Randall Jarrell was that rarest of mutations -- a critic one reads for pleasure. His poetry, I regret saying after decades of readerly devotion, is mostly dull but many of his essays and reviews remain incisive and funny. Best known for the gleeful savagery of his negative reviews, he was more influentially a generous celebrator who championed the reputations of Whitman, Kipling, Frost, Moore, Stevens, Auden, Bishop, Lowell and Stead, often when their critical reputations were ebbing or ebbed. One of my favorite passages – call it a hymn of praise – is from “Some Lines from Whitman.” It follows a selection from “Song of Myself”:

''There are faults in this passage, and they do not matter: the serious truth, the complete realization of these last lines make us remember that few poets have shown more of the tears of things, and the joy of things, and of the reality beneath either tears or joy.''

One of Jarrell’s unremarked strengths as a critic is his willingness to stand speechless before work that pleases him. Sometimes excellence is self-evident. To push the issue seems vulgar. It’s enough to shake your head and whisper, “Look at that, will you?” As he writes of Moore: “It might be better to say…`Words fail me, my lords,’ and to go through [Moore’s poems] pointing.”

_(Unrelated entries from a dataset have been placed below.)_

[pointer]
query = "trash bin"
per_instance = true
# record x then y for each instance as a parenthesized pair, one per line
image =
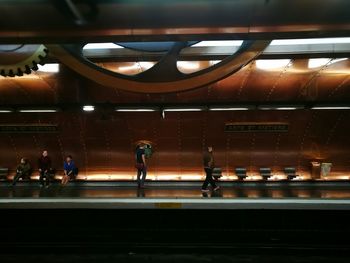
(315, 170)
(325, 169)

If a reader were to ask, “Are there any critics you trust?” I would send him to No Other Book: Selected Essays, the Jarrell collection edited 10 years ago by Brad Leithauser. All the best pieces are included. I can’t think of another critical work at once so reliable and laugh-out-loud funny. In his most recent collection of critical essays and reviews, Our Savage Art: Poetry and the Civil Tongue, William Logan – our Jarrell -- admits wanting to channel the poet-critic’s spirit:

“Critics get things wrong all the time; if a critic ever suffered insomnia, it would be because he had dismissed the Emily Dickinson of his day. Yet critics know the future may pluck up some writer they think a nonentity and say, `Here, here, the critics were blind to genius!’ Randall Jarrell said something similar fifty years ago, but Randall Jarrell often said fifty years ago the very things I want to say about poetry now.”

Forty-four years ago today, Jarrell, age 51, was struck and killed by an automobile as he walked at dusk along a highway near Chapel Hill, N.C. His biographer, William Pritchard, believes the death was not a suicide. Others, including his old friend Robert Lowell, were convinced it was, and the reality of what happened that night probably will never be inarguably known. As readers, we’re left with the enthusiasm of Jarrell’s best prose, including his novel Pictures from an Institution. When demoralized by the state of literature, the preponderance of dreary poems and fiction beyond resuscitation, Jarrell is my cheerleader. Or rather, as in his introduction to Stead’s The Man Who Loved Children, he is literature’s cheerleader:

“As Wordsworth and Proust say, a good enough book in the long run makes its own readers, people who believe in it because they can’t help themselves.”